Reseña artística
En la creación artística comienzo con una
idea muy general que puede desarrollarse en diversas imágenes, este es un
código abierto y a veces casual, que siendo figurativo no es realista. Trato de
soltarme y fluir para evitar el exceso
de estructuración que podría “amarrarme”
a esa idea. Esto lo expresa muy bien Eduardo Meissner al referirse a mi trabajo:
“…cierta improvisada fluidez, cierto bienvenido desgarbo en el trazo que deja
traslucir con propiedad su originaria gestualidad, su dinámica propia…” Desarrollo una imaginería
subconsciente basándome en percepciones personales respecto de cosas, seres,
animales, maquinas, etc., envueltos en atmósferas lúdicas y enriquecidas con grafismos
tomados del grabado. Con herramientas diferentes al pincel consigo formas y
texturas que, unidas a la técnica pictórica del óleo y el acrílico, van
desarrollando una historia que se aleja del ser humano neurótico y artificial y
conduce a adentrarse en el acontecer más natural instintivo-intuitivo, el
animal y el espíritu se conectan coherentemente dejando fuera la ancestral y
ajena escisión materia-energía. Concibo cada pintura como si fuera una viñeta
del gran comic de la existencia, utilizando simbolismos propios y manejándolos
de acuerdo a lo que la pintura también quiera formar.
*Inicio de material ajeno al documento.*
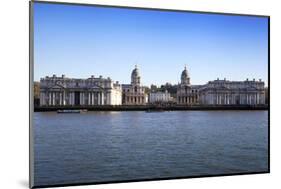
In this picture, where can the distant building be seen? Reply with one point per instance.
(61, 91)
(134, 93)
(159, 97)
(187, 94)
(36, 91)
(224, 92)
(220, 92)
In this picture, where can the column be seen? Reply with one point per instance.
(54, 98)
(98, 98)
(60, 96)
(102, 98)
(63, 98)
(93, 98)
(108, 99)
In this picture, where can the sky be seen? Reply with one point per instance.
(80, 41)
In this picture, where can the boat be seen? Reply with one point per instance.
(72, 111)
(154, 110)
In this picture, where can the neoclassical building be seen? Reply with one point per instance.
(224, 92)
(61, 91)
(158, 97)
(187, 94)
(220, 92)
(134, 93)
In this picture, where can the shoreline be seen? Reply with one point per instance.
(152, 108)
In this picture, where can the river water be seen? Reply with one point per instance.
(116, 146)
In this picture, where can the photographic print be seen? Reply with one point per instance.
(121, 94)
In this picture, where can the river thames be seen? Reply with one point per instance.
(115, 146)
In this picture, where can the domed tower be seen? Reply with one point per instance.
(185, 79)
(135, 76)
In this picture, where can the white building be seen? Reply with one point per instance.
(224, 92)
(187, 94)
(155, 97)
(134, 93)
(220, 92)
(61, 91)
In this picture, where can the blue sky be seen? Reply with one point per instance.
(80, 41)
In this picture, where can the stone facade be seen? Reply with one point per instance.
(134, 93)
(157, 97)
(220, 92)
(187, 94)
(224, 92)
(61, 91)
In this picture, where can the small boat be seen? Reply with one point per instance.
(72, 111)
(154, 110)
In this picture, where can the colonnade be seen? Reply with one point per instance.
(135, 100)
(232, 98)
(55, 98)
(187, 100)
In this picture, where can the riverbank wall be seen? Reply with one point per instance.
(151, 108)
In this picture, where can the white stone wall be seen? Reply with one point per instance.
(159, 97)
(60, 91)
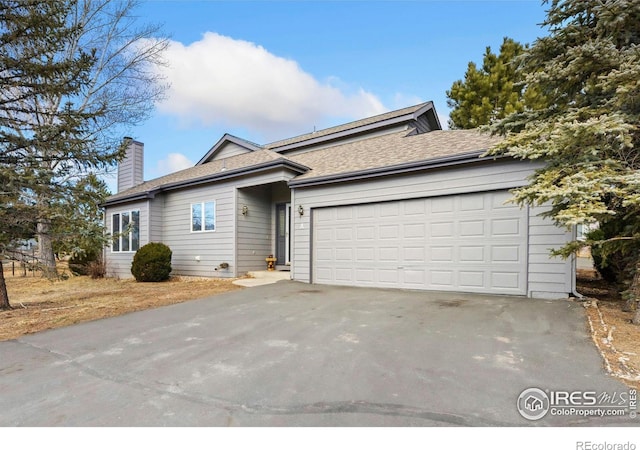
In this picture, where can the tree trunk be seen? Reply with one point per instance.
(46, 256)
(4, 296)
(634, 294)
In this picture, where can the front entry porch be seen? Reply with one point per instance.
(263, 218)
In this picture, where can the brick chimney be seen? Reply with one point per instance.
(131, 168)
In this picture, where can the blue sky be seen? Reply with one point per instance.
(265, 70)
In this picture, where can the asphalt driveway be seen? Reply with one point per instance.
(297, 354)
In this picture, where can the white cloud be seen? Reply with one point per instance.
(172, 163)
(444, 120)
(223, 81)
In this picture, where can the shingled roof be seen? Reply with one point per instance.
(391, 150)
(201, 172)
(399, 114)
(362, 158)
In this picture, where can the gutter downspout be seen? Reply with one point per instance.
(574, 266)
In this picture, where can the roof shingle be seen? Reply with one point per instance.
(391, 149)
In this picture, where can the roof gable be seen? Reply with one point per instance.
(228, 145)
(408, 116)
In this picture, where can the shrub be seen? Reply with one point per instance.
(613, 264)
(152, 262)
(97, 269)
(79, 263)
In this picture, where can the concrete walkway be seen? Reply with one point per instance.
(294, 354)
(262, 278)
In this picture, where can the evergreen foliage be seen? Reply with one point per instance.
(491, 92)
(588, 133)
(152, 262)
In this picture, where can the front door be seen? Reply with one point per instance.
(283, 225)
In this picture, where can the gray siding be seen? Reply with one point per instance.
(131, 168)
(491, 176)
(359, 137)
(254, 236)
(167, 219)
(156, 207)
(421, 124)
(548, 275)
(229, 149)
(200, 253)
(119, 263)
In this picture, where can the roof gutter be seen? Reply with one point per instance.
(398, 169)
(220, 176)
(353, 131)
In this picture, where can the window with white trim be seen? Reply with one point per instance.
(125, 229)
(203, 216)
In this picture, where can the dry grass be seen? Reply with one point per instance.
(40, 304)
(613, 333)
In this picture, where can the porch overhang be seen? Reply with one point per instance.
(257, 169)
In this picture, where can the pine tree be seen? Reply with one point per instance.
(491, 92)
(588, 133)
(30, 33)
(114, 89)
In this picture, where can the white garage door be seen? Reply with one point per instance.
(468, 243)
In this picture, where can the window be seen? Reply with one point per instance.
(126, 231)
(203, 216)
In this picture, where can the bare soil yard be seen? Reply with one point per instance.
(40, 304)
(613, 333)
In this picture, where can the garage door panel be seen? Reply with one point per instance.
(470, 203)
(469, 228)
(388, 232)
(365, 233)
(413, 231)
(442, 230)
(502, 227)
(414, 207)
(472, 279)
(472, 254)
(442, 205)
(414, 254)
(389, 254)
(441, 254)
(505, 280)
(471, 243)
(442, 278)
(365, 211)
(506, 253)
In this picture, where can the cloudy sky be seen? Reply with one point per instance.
(265, 70)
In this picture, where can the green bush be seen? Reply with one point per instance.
(79, 263)
(152, 262)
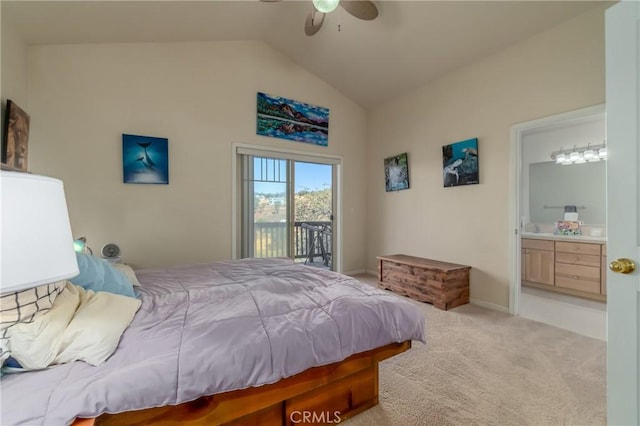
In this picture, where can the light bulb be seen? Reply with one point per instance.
(602, 152)
(326, 6)
(589, 154)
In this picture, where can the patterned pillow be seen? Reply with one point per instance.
(25, 306)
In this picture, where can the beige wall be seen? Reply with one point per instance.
(202, 97)
(555, 71)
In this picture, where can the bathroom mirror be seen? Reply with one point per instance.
(552, 186)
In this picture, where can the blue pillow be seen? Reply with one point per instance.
(98, 275)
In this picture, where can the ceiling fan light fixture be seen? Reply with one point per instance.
(325, 6)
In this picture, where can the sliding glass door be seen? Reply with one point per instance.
(287, 209)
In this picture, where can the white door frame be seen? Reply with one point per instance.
(299, 156)
(517, 133)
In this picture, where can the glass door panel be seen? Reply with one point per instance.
(313, 214)
(265, 194)
(287, 210)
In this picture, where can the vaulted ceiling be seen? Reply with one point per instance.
(409, 44)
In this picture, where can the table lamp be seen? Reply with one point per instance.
(36, 242)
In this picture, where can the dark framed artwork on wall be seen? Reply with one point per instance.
(460, 163)
(145, 159)
(284, 118)
(396, 172)
(15, 140)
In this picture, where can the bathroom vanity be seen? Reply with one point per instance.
(574, 265)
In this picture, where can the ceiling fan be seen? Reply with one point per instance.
(361, 9)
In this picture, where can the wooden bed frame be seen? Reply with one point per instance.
(320, 395)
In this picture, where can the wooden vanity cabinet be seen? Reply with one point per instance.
(538, 261)
(578, 266)
(568, 267)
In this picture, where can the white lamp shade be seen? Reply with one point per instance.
(326, 6)
(37, 246)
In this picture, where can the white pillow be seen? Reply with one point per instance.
(128, 272)
(81, 325)
(24, 306)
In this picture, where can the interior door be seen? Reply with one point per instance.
(623, 240)
(313, 213)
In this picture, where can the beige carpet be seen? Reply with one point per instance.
(483, 367)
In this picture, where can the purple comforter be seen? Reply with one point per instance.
(210, 328)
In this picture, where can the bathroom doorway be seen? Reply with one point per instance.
(542, 190)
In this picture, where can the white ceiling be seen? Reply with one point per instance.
(409, 44)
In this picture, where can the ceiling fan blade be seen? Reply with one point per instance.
(313, 22)
(362, 9)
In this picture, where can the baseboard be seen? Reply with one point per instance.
(489, 305)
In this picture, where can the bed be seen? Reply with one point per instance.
(232, 342)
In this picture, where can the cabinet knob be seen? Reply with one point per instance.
(622, 266)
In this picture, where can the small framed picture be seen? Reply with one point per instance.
(396, 173)
(145, 159)
(460, 163)
(15, 141)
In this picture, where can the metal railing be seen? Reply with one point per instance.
(312, 240)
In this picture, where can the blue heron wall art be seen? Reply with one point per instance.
(145, 159)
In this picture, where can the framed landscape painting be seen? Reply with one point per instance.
(286, 119)
(396, 173)
(460, 163)
(145, 159)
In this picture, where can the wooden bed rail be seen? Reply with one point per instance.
(324, 395)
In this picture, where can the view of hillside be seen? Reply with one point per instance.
(310, 206)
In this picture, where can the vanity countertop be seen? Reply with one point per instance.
(554, 237)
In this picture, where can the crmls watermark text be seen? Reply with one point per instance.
(322, 417)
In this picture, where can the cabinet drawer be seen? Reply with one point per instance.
(578, 259)
(577, 277)
(537, 244)
(583, 248)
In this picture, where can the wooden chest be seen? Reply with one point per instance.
(445, 285)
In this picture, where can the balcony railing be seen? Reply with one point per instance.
(312, 241)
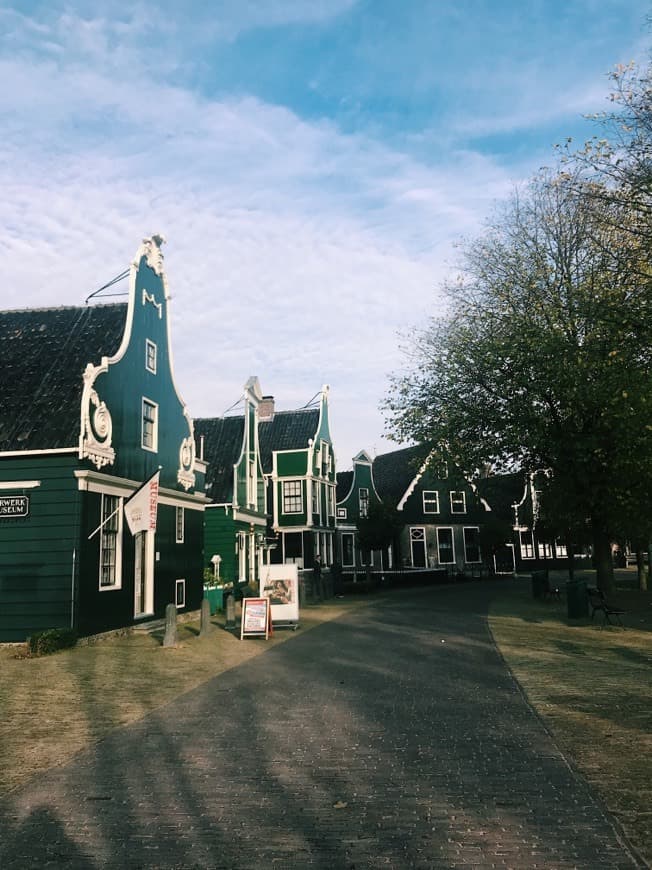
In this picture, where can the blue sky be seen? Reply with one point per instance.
(312, 164)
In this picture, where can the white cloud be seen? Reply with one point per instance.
(295, 252)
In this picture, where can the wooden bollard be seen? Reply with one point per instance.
(205, 624)
(170, 637)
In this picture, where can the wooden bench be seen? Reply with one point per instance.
(599, 604)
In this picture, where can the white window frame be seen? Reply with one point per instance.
(439, 559)
(180, 524)
(180, 600)
(115, 503)
(544, 550)
(147, 404)
(151, 356)
(432, 499)
(363, 500)
(526, 547)
(347, 535)
(456, 502)
(289, 497)
(467, 560)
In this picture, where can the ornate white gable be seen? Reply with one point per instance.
(96, 424)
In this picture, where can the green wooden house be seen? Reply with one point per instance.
(290, 514)
(235, 521)
(356, 491)
(297, 448)
(89, 412)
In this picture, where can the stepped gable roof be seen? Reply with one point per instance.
(288, 430)
(43, 355)
(394, 472)
(223, 436)
(222, 448)
(344, 481)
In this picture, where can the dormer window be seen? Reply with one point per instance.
(150, 356)
(150, 426)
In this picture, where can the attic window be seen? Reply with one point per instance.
(458, 502)
(150, 356)
(430, 501)
(150, 426)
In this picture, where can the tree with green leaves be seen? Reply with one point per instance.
(544, 360)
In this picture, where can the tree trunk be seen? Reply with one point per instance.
(570, 550)
(604, 565)
(643, 581)
(641, 570)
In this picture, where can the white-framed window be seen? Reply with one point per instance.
(458, 502)
(252, 482)
(527, 544)
(445, 546)
(440, 469)
(325, 458)
(348, 549)
(418, 553)
(111, 542)
(150, 356)
(292, 497)
(544, 550)
(471, 544)
(241, 549)
(430, 501)
(150, 426)
(180, 525)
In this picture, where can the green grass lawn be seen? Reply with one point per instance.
(56, 705)
(592, 687)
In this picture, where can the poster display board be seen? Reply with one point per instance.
(280, 585)
(256, 618)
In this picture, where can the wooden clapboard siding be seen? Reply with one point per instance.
(36, 558)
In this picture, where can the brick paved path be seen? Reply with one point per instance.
(393, 737)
En cuanto a la temática no busco complejidades conceptuales ya que una
obra puede tener un gran valor teórico conceptual y un muy escaso valor
plástico, más bien me interesa que mi pintura tenga un valor propio,
independiente de sus interpretaciones y o fundamentos, y dentro de este
“cuerpomatérico” desarrollar un espíritu que lo haga trascender esa misma materialidad
para que se transforme en un ente con
vida propia ,que interactúe con la gente, en una verdadera creación casi
alquímica y así poder decir con toda seguridad que la pintura tiene alma.